Captain Tavernay looked up. This time he could not help smiling.

“Well, it is as good as any other,” said he; and suddenly there was a sound of cries, and three soldiers burst out of a narrow entrance on the further side of the parade-ground and came running across the square to the Captain’s quarters. Both Tavernay and Stretton looked through the door. There was not a tree in that great square; the sunlight poured down upon the bare brown space with a blinding fierceness. All the recruits but Stretton had marched off; a second ago it had been quite empty and very silent. Now these three men were hurrying across it, shouting, gesticulating with their hands. Stretton looked at them with surprise. Then he noticed that one of them, the man running in the middle and a little ahead of the others, carried a revolver in his hand and brandished it. Moreover, from the look of his inflamed face, he was shouting threats; the others were undoubtedly shouting warnings. Scraps of their warnings came to Stretton’s ears. “Mon Capitaine!” “Il veut vous tuer!” “Rentrez!” They were straining every muscle to catch the threatening soldier up.

Stretton strode to the door, and a voice behind him cried—

“Halt!”

It was Tavernay who was speaking.

“But he is already halfway across the square.”

“Halt!”

And there was no disobeying the command. Captain Tavernay walked to the door.

“A Spanish corporal whom yesterday I degraded to the ranks,” said he. “Half a pint of aguardiente, and here’s the result.”

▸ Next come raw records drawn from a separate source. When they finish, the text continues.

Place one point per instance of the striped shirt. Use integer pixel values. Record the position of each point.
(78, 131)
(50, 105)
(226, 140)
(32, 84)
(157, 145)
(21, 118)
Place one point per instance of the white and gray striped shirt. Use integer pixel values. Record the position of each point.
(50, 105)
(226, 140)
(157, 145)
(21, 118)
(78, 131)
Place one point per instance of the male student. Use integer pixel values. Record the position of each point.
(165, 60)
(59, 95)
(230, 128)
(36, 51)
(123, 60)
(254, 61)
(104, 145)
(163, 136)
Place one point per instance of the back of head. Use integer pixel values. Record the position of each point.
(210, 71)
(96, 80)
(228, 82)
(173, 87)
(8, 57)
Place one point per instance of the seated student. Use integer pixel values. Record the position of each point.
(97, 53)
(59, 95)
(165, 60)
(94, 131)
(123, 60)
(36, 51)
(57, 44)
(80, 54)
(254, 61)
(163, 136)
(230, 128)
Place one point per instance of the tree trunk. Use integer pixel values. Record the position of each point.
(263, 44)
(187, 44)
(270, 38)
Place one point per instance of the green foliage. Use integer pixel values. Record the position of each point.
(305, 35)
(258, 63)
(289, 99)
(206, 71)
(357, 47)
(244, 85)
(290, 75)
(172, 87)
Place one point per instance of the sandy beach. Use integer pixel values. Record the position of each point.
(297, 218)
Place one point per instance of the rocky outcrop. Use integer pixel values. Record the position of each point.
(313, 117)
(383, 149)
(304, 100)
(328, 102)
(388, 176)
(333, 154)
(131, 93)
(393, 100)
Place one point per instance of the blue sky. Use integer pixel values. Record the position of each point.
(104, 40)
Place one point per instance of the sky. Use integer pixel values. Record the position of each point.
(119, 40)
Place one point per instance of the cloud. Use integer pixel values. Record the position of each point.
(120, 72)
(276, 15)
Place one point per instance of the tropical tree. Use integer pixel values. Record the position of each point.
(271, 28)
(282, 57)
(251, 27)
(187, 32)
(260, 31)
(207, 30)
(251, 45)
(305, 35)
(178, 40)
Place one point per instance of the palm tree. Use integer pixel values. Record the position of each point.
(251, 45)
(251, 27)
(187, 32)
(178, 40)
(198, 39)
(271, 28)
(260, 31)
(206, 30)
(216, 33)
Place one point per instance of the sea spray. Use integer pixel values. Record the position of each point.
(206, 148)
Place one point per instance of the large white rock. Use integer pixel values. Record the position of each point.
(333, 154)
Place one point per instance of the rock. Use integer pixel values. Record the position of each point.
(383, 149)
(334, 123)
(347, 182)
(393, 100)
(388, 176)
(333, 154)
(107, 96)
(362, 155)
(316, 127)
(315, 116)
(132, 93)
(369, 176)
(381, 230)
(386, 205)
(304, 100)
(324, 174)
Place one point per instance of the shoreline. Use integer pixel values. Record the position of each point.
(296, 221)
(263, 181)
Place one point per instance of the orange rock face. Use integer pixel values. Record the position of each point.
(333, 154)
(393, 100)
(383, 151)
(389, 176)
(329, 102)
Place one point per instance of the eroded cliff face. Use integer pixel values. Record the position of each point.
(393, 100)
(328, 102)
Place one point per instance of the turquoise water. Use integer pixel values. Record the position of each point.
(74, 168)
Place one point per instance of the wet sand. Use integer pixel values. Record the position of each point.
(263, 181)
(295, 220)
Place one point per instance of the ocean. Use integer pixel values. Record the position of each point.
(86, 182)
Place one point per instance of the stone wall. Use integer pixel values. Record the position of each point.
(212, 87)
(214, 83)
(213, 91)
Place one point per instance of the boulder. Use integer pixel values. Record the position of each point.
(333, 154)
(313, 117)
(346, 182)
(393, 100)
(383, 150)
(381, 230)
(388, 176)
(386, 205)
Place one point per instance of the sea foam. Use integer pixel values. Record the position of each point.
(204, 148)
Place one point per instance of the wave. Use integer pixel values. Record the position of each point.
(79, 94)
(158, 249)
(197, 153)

Captain Tavernay stepped out of the door and leisurely advanced towards the running men. He gave an order, he raised his hand, and the two soldiers who warned him fell back and halted. Certainly Captain Tavernay was accustomed to obedience. The Spanish ex-corporal ran on alone, straight towards Tavernay, but as he ran, as he saw the officer standing there alone, quietly waiting his onslaught, his threats weakened, his pace slackened. He came to a stop in front of Tavernay.

“I must kill yon!” he cried, waving his revolver.

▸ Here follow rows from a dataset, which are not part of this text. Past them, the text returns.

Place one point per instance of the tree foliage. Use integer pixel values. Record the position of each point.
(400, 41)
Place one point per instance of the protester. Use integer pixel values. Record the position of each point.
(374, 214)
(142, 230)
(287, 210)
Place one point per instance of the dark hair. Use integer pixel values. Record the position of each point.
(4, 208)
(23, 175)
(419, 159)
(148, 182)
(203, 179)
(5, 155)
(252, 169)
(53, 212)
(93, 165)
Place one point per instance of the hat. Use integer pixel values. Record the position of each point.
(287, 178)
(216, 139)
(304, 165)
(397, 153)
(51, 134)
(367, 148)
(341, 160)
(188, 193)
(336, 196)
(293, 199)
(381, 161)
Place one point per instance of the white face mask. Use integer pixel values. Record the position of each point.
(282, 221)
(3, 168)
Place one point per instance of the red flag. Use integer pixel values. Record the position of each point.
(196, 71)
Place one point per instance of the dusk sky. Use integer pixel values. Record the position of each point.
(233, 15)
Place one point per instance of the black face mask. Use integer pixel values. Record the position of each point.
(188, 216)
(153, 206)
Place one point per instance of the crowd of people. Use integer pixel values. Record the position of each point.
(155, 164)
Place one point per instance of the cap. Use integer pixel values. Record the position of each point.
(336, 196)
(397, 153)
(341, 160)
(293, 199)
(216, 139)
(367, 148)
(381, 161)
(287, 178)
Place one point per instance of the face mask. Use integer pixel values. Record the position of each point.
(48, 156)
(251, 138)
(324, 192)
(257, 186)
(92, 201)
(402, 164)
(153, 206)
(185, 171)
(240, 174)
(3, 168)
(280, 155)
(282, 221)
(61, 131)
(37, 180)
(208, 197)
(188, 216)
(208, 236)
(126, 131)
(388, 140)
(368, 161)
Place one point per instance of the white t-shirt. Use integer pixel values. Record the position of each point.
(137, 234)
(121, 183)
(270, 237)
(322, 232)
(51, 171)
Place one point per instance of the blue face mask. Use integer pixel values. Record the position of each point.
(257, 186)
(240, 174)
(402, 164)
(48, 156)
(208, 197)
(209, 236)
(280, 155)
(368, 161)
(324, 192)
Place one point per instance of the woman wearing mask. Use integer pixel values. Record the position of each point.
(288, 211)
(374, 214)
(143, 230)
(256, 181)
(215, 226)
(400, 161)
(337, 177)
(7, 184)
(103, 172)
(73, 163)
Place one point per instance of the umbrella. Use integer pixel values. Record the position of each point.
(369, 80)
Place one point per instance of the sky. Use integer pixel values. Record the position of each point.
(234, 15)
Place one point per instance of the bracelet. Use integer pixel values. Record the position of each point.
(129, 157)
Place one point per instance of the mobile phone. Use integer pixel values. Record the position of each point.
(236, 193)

“Yon shall kill me from behind, then,” said Tavernay, calmly. “Follow me!” And he turned round, and with the same leisurely deliberation walked back to his room. The ex-corporal hesitated and—obeyed. He followed Captain Tavernay into the room where Stretton stood.

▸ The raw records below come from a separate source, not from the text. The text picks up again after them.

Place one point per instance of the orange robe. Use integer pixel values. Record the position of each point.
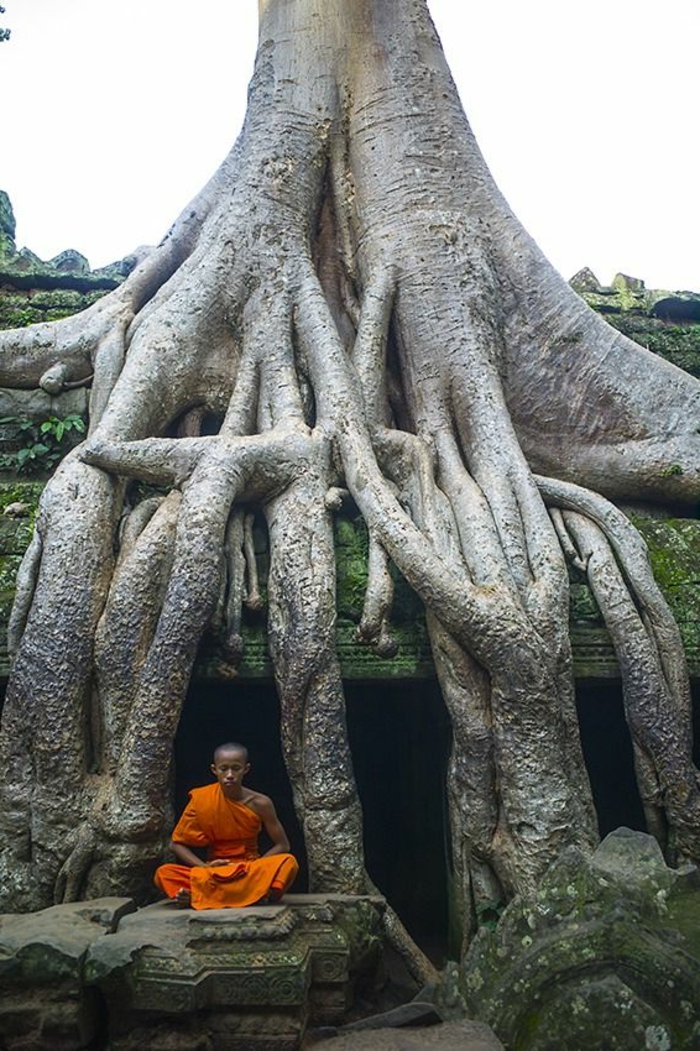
(228, 829)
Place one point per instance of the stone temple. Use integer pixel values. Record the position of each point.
(103, 971)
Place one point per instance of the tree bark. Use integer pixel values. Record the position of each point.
(355, 301)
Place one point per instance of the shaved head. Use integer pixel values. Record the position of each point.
(230, 746)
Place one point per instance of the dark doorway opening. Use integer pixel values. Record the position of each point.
(399, 735)
(609, 758)
(247, 713)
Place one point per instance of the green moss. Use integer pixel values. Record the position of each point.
(351, 556)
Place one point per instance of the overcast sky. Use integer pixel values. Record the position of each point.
(114, 115)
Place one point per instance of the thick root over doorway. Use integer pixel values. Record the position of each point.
(348, 307)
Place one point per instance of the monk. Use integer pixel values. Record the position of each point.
(226, 818)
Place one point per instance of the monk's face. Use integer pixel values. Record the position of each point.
(229, 769)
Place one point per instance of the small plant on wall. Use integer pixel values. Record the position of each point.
(43, 442)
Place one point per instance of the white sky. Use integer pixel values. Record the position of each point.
(114, 115)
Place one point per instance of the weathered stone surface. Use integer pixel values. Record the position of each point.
(449, 1036)
(248, 979)
(584, 281)
(606, 955)
(43, 1000)
(165, 979)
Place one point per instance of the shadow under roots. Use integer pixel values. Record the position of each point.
(609, 758)
(399, 736)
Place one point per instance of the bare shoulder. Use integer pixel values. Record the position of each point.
(260, 803)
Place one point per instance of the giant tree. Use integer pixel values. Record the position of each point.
(352, 301)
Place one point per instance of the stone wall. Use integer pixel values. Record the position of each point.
(32, 290)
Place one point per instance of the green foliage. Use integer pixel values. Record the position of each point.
(489, 914)
(43, 445)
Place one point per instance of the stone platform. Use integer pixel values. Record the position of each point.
(105, 974)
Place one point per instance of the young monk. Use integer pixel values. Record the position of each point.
(226, 818)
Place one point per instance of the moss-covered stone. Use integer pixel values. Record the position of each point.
(665, 323)
(605, 954)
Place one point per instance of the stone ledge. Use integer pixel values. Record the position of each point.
(164, 976)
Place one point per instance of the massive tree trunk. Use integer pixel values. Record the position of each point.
(352, 297)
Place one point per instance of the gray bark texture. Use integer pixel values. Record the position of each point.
(352, 296)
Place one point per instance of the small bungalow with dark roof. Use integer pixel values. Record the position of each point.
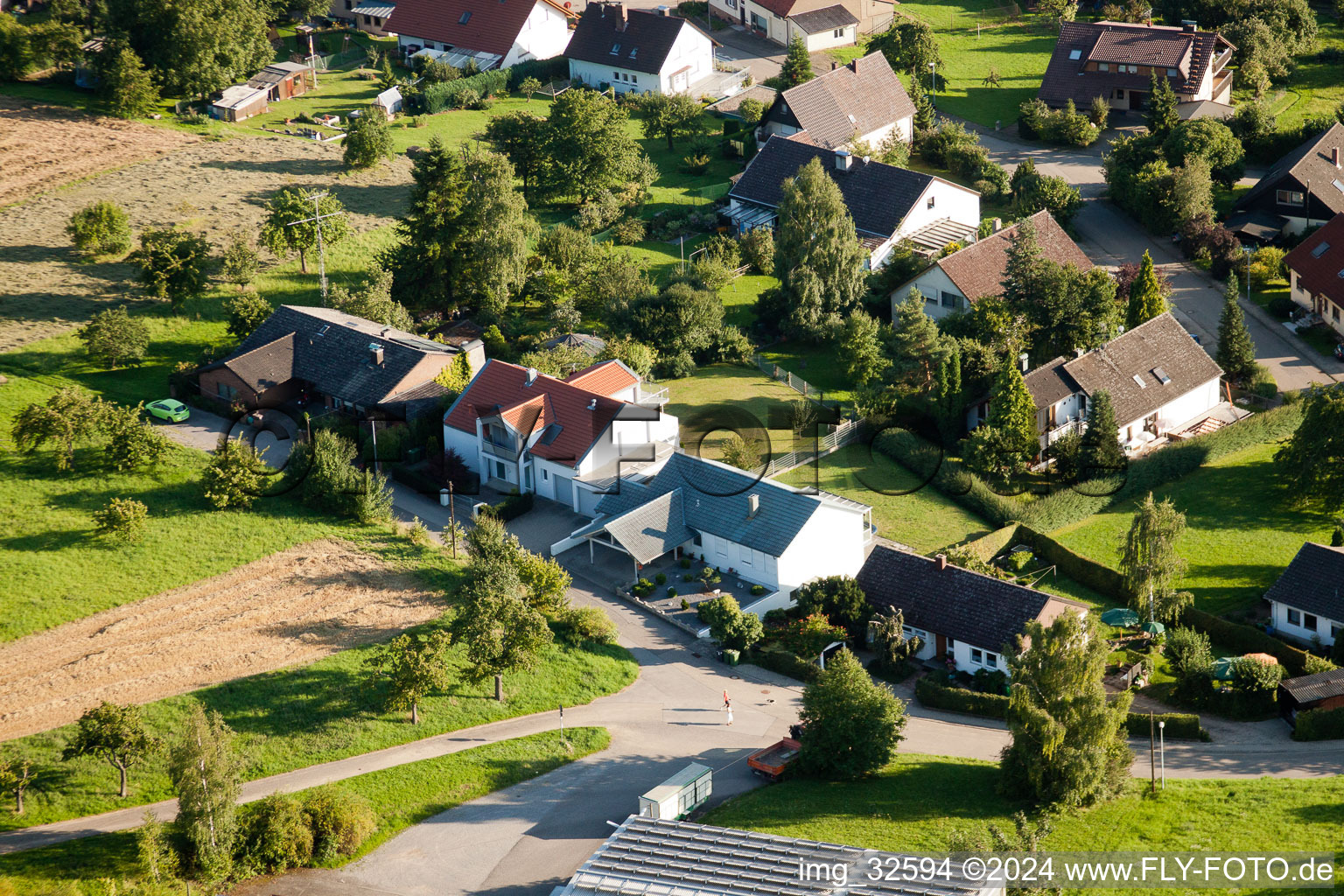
(1306, 602)
(765, 532)
(1116, 60)
(970, 617)
(1160, 382)
(640, 52)
(889, 205)
(348, 363)
(955, 283)
(1304, 188)
(862, 101)
(558, 438)
(494, 34)
(1316, 273)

“Place your revolver on the table.”

The Spaniard again obeyed. Tavernay pushed open the door of an inner room.

“You are drunk,” he said. “You must not be seen in this condition by your fellow-soldiers. Go in and lie down!”

The Spaniard stared at his officer stupidly, tottering upon his limbs. Then he staggered into the Captain’s room. Tavernay turned back to Stretton and a ghost of a smile crept into his face.

C’est du theater,” he said, with a little shrug of the shoulders. “But what would you have, monsieur?” And he spoke to Stretton as to an equal. “You are astonished. It is very likely not your way in your-fishing-boats,” he continued, with a chuckle. Stretton knew very well that he meant “army.” “But there is no Foreign Legion amongst your—fishermen.” He laughed again; and gathering up his papers dismissed Stretton to the tailor’s. But after Stretton had taken a few steps across the parade, Tavernay called him back again. He looked at him with a very friendly smile.

“I, too, enlisted at Marseilles,” he said. “One can rise in the Foreign Legion by means of these”—and he touched lightly the medals upon his breast. This was Tony Stretton’s introduction to the Foreign Legion.